During a typical fall, Oklahoma City receives over 7” of rain between the beginning of September and the end of October. But this year, we are lagging way behind. Since the first of October, the metro area has received less than 1/10” and in the last 30 days just a little over 2”.
If you have already stopped watering for the season, you stopped too soon this year.
If you have already cut back on your water, you may have cut back too much. Usually, by this time of the season, we have received a few good rains allowing you to cut way back, but not this year.
True - with the cooler and shorter days of October your landscape no longer needs 1.5” of water per week. But, it does need at least 1” per week.
This is especially true if you have a fescue lawn.
Fall is a critical time for fescue lawns.
Fall is the best time to establish fescue from seed.
Fall is the best time to fertilize fescue heavily.
We have noticed many fescue lawns that are stressed at the exact time of the year they should be their strongest and looking their best. If you have fescue, please make sure it is receiving moisture. This goes for both mature fescue lawns and ones that have been seeded this fall. Healthy fescue now will make a big difference next spring.
No matter the type of turf you have or the types of trees, shrubs and flowers in your landscape, here are a few watering tips to follow during the Fall and Winter:
Water Based on Need – The perfect situation would be to inspect your lawn every few days and make watering decisions based on need. Don’t just leave the system on automatic and forget it. And, don’t just turn it off for the season. For fescue, if the grass doesn’t spring back up after walking on it, it is time to water. When shrub and flower leaves start showing signs of wilt, it is time to water. Another easy test is to take a long screwdriver, if it slides easily into the soil you don’t need to water.
Water Less Often – As the time of the year comes to water less, don’t reduce the length of time each zone runs. Instead water less often. Set your irrigation to run every 4 days instead of every other day during the fall. When we get caught up on rainfall, extend watering out to every 6 days.
Water Deep Not Shallow – Deep watering is important in every season. Shallow, frequent watering promotes shallow roots, increases weed content, promotes diseases and reduces cold hardiness. If you can get a 1” of water on your lawn in a single watering without causes excessive runoff, water just one time per week. But, for most of our soils you should plan on watering ½” twice per week. It is best to saturate the soil each time you water and then allow it time to dry before watering again.
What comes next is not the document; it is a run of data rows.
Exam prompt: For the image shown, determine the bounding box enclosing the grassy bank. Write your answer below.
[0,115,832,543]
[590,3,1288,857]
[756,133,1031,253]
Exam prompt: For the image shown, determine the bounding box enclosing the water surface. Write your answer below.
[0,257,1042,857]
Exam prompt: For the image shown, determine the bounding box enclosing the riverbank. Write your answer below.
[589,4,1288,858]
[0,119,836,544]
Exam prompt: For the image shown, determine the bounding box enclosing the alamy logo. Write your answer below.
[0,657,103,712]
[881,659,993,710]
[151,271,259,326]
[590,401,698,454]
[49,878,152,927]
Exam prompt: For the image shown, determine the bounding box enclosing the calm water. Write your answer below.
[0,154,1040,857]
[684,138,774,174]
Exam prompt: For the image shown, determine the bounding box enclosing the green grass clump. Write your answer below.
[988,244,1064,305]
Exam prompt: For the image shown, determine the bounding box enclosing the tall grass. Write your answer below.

Fescue seeded 3 weeks ago that has been correctly watered. If you seeded this fall keep newly seeded areas tacky moist until the seed fully germinates, usually 14 days. The best technique is to water short cycles 3x per day: early morning, late morning , and late afternoon.
Water Based on Weather – It’s okay to turn your irrigation all the way off when we get into winter if you keep up with the weather. December through February, water anytime we have not received a good rainfall within the last 7-14 days. Dry plant roots during the cold of winter can be very damaging. A good source for local weather data is the Mesonet: https://mesonet.org/
Add A Rain/Freeze Sensor – A sensor will interrupt a run cycle when it rains and when it is too cold. If you have a rain/freeze system, set your controller to run one time per week during the winter.
Add a Wi-Fi Link – Several of our customers have installed the Rainbird Wi-Fi Link and allow us the ability to monitor their irrigation systems. Daily we survey the Mesonet website for key weather data, make moisture need decisions and adjust systems. A rain sensor will stop a cycle, but with the Wi-Fi Link we can remotely adjust a system based on weather data.
Just because the growing season comes to an end, doesn’t mean your lawn and landscape don’t need moisture.